Viel Zeit zum Schlafen fand ich in der Nacht zum Sonntag nicht, denn mein erster Film stand bereits um 10 Uhr auf meinem Zeitplan. VIA DARJEELING (1:2.35, DD 5.1) von Armindan Nandy erwies sich als subtiler und spannend erzählter Thriller, der durchaus seinen Platz im “Fantasy Filmfest" haben könnte. Da treffen sich ein paar Menschen des Abends, um sich Geschichten zu erzählen. Dabei wird immer dieselbe Geschichte genommen und aus verschiedenen Blickwinkeln erzählt. Wahrheit und Fiktion verschwimmen unmerklich. Die Qualität der 35mm-Kopie hat mich begeistert. Kino vom Feinsten!

Doch nichts konnte mich auf das vorbereiten, was es im Anschluss zu sehen gab: Shimit Amins CHAK DE! INDIA (1:2.35, D 5.1) mit Sha Rhuk Khan als in Ungnade gefallener Trainer der indischen, weiblichen Hockeymannschaft. Was für ein Film! Selten habe ich es erlebt, dass ein Kinopublikum bei einem Film derart mitfiebert wie bei diesem exzellenten Sportfilm! Gesangs- und Tanzeinlagen gibt es in diesem Werk nicht, wohl aber klasse Musik. Da sprang der Funke auf das Publikum über und es herrschte teilweise Stadionatmosphäre im Kino – und das meine ich im durchaus positiven Sinn. Einmal mehr wurde allen Anwesenden klar, dass ein solches Kinoerlebnis selbst im besten Heimkino nicht reproduziert werden kann. CHAK DE! INDIA habe ich als meinen persönlichen Lieblingsfilm bei diesem Festival auserkoren. Und ich durfte erneut staunen: auch hier wurde die vorgesehene Pause eingehalten! Toll!
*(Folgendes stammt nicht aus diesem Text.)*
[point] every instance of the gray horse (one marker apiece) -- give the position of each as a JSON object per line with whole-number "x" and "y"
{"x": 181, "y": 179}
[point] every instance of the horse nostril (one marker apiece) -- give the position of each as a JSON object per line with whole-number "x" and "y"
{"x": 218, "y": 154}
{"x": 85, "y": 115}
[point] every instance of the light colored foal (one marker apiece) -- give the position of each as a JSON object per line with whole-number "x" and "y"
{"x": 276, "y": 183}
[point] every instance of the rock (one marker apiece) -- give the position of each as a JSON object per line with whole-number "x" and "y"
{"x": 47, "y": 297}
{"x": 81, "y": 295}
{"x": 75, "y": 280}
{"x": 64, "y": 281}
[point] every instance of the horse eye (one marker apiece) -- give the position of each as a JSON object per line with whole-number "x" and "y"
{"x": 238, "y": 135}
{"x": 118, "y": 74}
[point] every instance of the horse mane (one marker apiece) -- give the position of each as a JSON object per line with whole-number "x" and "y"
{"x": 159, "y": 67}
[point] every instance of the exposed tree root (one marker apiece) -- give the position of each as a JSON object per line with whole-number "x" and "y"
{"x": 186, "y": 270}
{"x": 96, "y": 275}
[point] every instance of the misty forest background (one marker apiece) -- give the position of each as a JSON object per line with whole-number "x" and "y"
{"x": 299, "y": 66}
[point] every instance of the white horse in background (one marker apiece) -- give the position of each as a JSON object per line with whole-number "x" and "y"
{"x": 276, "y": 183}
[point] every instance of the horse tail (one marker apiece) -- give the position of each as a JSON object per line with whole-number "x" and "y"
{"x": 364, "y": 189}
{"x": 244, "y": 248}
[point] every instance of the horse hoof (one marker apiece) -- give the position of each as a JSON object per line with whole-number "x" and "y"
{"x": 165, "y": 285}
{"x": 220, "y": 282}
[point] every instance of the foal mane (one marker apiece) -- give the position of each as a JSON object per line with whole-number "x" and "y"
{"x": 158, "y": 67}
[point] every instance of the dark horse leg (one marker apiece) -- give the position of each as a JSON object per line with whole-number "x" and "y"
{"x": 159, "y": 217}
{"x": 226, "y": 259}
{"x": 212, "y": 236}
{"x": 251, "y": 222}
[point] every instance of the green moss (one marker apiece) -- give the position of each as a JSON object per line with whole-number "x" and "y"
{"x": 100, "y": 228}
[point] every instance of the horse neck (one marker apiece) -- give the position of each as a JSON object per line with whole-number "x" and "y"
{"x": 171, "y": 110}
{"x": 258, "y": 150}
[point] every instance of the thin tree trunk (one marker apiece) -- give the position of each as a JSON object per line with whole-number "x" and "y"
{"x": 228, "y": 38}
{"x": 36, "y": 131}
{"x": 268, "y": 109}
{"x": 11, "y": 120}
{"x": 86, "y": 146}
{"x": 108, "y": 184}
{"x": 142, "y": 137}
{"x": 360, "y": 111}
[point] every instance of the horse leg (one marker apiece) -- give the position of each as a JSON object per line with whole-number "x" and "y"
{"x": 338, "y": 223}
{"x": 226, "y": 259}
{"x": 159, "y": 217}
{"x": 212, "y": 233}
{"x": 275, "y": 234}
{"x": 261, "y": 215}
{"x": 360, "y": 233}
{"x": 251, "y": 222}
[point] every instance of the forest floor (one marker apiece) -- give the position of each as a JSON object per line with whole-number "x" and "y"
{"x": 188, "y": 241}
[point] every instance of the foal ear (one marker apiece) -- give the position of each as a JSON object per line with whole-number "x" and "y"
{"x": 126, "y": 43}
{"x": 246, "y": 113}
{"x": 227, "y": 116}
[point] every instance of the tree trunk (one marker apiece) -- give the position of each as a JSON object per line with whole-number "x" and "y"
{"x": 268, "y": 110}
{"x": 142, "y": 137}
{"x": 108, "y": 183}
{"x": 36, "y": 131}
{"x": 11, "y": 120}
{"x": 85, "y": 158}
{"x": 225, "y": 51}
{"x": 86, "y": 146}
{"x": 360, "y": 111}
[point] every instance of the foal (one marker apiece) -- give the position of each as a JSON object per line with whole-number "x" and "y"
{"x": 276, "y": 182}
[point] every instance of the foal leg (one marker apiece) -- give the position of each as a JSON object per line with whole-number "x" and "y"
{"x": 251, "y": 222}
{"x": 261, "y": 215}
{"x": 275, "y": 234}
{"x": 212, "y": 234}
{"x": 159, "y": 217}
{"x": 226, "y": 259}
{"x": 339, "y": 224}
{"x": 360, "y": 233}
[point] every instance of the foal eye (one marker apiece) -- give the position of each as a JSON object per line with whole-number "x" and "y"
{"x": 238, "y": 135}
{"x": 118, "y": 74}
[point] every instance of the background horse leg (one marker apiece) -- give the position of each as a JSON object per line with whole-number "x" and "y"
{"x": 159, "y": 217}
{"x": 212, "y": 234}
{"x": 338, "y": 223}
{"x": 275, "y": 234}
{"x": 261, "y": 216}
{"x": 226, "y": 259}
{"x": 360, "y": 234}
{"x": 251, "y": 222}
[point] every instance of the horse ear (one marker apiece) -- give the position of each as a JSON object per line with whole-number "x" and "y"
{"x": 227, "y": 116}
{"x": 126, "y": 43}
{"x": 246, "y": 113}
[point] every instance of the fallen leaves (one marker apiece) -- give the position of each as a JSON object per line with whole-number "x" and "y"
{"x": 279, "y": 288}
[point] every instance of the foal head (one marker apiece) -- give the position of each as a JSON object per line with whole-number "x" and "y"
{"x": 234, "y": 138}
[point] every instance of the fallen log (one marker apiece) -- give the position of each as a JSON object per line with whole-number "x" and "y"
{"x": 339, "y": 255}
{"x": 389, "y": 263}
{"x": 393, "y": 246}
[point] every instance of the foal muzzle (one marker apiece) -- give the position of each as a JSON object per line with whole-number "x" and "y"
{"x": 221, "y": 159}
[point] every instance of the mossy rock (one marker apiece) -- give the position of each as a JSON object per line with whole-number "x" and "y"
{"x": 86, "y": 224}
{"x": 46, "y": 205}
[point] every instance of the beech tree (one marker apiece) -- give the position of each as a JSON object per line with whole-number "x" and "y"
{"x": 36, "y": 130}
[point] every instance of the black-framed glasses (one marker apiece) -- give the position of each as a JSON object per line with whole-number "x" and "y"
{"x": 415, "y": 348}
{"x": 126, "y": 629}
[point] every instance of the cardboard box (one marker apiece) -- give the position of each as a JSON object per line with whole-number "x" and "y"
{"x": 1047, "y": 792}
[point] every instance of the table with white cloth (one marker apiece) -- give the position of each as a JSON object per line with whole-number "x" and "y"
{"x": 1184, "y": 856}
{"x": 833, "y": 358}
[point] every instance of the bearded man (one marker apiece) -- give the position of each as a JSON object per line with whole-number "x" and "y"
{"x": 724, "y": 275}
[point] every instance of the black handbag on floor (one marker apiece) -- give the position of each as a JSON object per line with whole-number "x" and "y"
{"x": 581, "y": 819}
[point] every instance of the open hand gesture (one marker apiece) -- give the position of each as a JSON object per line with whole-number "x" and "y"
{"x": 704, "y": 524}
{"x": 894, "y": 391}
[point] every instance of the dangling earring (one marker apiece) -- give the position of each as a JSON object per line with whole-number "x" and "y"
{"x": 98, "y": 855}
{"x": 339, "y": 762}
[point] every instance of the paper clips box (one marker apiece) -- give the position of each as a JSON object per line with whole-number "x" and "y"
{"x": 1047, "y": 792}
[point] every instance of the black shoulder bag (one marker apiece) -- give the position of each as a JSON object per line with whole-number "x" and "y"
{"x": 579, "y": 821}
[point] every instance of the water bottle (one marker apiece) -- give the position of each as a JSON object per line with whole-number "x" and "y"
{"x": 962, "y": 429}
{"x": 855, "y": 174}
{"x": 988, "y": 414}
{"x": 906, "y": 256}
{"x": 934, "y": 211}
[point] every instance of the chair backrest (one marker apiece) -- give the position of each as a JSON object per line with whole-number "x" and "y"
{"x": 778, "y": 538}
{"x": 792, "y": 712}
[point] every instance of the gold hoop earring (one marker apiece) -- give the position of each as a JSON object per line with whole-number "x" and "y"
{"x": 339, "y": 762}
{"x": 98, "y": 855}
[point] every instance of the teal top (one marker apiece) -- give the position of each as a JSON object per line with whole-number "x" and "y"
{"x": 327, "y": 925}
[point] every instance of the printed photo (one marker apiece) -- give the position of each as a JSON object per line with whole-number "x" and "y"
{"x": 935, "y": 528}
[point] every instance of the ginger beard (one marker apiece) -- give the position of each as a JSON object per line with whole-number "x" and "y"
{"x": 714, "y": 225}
Als vorletztes Filmereignis beim Festival gönnte ich mir indisches Arthouse-Kino. ORE KADAL – THE SEA WITHIN von Shyamaprasad war zeitgenössisches Drama ganz im Stil von italienischem Neo-Realismus a la Roberto Rossellini. Hier suchte man vergebens nach Song-and-Dance Einlagen, denn es ging um existenzielle Fragen. Kein einfacher Film und schon gar nicht nach CHAK DE! INDIA.

Danach war eine längere Pause angesagt, die ich mit dem Einwerfen von Nahrung verbrachte. Sodann ging es zur Preisverleihung, die von einer fetzigen Tänzerinnengruppe aus Frankfurt in bester Bollywood-Manier umrahmt wurde. Die mit Geld dotierten Preise für den besten Kurzfilm, den besten Dokumentarfilm und den besten Spielfilm wurden überreicht. Letzterer ging an Richie Mehtas AMAL, den ich leider nicht gesehen hatte, von dem ich aber viel Gutes zu hören bekam. Die Preisträger wurden von einer Fachjury bestimmt. Im Gegensatz dazu wurde auch noch ein Publikumspreis vergeben. Denn nach jeder besuchten Vorstellung hatte man die Möglichkeit, mittels Stimmzettel dem eben gesehenen Film eine Note von 1 (sehr gut) bis 4 (nicht so gut) zu erteilen. Mittels dieser Stimmzettel sollte dann der Publikumssieger ermittelt werden. Eine schöne Sache, bei der es allerdings einen kleinen Haken gab. Denn nicht bei jedem Film waren entsprechende Stimmzettel vorhanden! Die Rede von Manipulation machte die Runde. Ob es nur ein Missgeschick seitens der Veranstalter war oder ob hier bewusst manipuliert wurde, sei einmal dahingestellt. ORE KADAL wurde nach Ende des Festivals offiziell als Publikumssieger gekürt – und das bei mäßig besuchtem Film.

Nach Ende der Preisverleihung wurde dann noch der Abschlussfilm präsentiert: SHOOT ON SIGHT (1:1.85, DD 5.1). Regisseur Jag Mundhra (zusammen mit seinem Produzenten persönlich anwesend) inszenierte einen über weite Strecken spannend erzählten Politthriller, der in London spielt und Bezug nimmt auf die Erschießung eines zu unrecht als Terrorist verdächtigten Moslems. Naseeruddin Shah spielt den ermittelnden Scotland Yard Mann – und er macht seine Sache sehr gut. Leider zeigte das Drehbuch ein paar Schwächen, indem es manchmal zu sehr in Hollywood-Manier abrutscht, um seinen Suspense zu bekommen. Alles in allem aber ein sehenswerter Film.

Auch wenn (wie jedes Jahr) organisatorisch nicht alles perfekt ablief, so war ich persönlich mit dem Endergebnis mehr als zufrieden. Der Festivalbesuch hat großen Spaß gemacht und ich freue mich jetzt schon wieder auf “Bollywood and Beyond" 2009.